"It’s hard to impeach somebody who hasn’t done anything wrong and who’s created the greatest economy in the history of our country,” said Trump.
Cohen pleaded guilty to violating campaign finance regulations in August, admitting he paid off women at Trump’s direction to keep stories of his extramarital affair from surfacing during the 2016 election.
Last month, Cohen also admitted he lied to Congress about the president’s real estate project in Russia.
Friday’s new court documents portray the president as a participant in several federal offenses. Legal experts say he could be held criminally liable for felonies including tax fraud and public disclosure crimes.
Trump attorney Rudolph W. Giuliani also declared in August that the “American people would revolt” against impeachment.

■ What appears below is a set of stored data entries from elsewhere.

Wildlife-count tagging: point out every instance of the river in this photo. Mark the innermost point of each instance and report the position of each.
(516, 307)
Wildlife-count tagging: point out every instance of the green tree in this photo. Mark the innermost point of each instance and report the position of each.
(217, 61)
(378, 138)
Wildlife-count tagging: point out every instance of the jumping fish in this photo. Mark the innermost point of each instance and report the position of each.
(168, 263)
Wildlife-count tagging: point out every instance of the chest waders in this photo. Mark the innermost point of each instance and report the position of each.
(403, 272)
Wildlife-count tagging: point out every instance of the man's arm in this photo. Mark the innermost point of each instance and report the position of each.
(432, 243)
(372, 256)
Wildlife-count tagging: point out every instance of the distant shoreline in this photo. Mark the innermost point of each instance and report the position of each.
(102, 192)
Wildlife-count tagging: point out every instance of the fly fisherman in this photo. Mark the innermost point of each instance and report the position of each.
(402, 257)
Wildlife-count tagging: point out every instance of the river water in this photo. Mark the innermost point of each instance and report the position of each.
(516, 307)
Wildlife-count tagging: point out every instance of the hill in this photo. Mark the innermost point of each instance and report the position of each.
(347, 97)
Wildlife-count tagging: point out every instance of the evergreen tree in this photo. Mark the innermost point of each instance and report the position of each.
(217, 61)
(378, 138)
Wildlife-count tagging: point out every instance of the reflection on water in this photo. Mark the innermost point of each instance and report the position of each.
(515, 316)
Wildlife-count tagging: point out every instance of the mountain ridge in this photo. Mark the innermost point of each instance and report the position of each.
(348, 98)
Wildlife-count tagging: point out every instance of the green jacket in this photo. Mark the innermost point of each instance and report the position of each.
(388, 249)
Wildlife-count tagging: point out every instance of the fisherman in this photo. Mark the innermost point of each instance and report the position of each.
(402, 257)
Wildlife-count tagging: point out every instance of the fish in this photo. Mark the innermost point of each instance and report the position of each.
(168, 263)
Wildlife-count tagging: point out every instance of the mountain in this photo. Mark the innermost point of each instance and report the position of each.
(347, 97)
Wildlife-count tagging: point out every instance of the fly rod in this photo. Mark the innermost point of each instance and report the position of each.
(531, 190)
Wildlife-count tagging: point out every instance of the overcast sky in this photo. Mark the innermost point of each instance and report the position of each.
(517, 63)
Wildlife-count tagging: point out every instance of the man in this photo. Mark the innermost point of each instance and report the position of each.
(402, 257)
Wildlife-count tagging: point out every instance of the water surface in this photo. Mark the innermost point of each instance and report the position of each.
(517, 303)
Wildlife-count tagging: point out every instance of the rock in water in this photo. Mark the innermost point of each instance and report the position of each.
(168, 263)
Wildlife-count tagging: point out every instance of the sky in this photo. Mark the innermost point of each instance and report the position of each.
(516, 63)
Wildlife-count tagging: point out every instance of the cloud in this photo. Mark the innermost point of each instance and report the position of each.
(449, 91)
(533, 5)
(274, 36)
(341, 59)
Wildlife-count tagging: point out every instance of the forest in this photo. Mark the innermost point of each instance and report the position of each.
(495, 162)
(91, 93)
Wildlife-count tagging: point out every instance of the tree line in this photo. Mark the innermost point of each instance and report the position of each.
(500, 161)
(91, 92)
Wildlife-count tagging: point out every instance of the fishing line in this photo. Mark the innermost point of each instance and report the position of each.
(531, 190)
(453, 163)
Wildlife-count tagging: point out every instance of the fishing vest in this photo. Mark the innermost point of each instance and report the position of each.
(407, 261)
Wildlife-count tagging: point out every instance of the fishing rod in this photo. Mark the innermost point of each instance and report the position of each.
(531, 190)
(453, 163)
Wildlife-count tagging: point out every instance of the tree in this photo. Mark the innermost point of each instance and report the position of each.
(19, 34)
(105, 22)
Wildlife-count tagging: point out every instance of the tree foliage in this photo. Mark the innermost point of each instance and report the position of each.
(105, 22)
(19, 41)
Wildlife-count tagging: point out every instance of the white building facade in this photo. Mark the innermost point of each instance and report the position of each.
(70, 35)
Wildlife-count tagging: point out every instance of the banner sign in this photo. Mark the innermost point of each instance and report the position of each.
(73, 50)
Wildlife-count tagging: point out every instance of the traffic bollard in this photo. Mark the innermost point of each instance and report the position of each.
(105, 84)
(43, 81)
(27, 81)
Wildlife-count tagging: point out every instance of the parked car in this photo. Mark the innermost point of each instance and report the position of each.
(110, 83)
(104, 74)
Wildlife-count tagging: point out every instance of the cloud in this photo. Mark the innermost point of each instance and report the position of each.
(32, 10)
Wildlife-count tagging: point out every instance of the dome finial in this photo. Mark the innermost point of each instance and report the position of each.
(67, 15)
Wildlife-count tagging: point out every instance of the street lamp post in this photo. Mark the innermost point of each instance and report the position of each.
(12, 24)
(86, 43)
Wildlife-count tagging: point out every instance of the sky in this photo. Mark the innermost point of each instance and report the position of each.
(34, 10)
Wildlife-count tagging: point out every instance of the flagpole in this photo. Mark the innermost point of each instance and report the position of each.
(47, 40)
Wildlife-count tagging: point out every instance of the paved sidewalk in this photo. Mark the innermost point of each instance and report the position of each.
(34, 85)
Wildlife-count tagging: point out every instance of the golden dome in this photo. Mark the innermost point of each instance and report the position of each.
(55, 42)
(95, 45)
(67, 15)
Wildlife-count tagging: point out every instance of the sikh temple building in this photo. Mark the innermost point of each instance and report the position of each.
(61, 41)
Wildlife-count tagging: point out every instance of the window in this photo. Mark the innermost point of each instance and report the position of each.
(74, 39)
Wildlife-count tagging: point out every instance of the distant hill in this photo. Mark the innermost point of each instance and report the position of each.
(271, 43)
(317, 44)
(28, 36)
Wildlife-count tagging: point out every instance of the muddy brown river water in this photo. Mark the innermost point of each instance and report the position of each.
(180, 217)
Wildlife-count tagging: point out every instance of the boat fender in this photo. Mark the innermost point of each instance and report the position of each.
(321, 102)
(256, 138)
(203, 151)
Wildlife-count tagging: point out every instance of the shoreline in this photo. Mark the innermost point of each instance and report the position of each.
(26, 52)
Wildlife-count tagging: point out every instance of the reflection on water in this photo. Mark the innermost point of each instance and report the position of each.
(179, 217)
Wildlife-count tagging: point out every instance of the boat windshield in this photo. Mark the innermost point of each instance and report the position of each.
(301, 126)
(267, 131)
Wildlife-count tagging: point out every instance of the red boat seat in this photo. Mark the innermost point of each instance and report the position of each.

“President Trump is completely cleared,” he said. “You’d only impeach him for political reasons.”
But Democrats and committed conservatives alike have said that “it’s time to put a conspiracy theory to rest.”
Conservative writer David French wrote Monday that in less partisan times, the contacts between Russians and senior Trump officials would “generate far more bipartisan concern. Even now, they should at the very least demolish the worst of the pro-Trump conspiracy theories.”
Investigations — by special counsel Robert S. Mueller III and federal prosecutors in New York — are escalating.
Documents have all but named Trump as an unindicted co-conspirator who helped deceive American voters during the 2016 presidential election.
Now, with the Democrats taking control of the House, impeachment has again become a prominent topic of debate among leaders in Congress.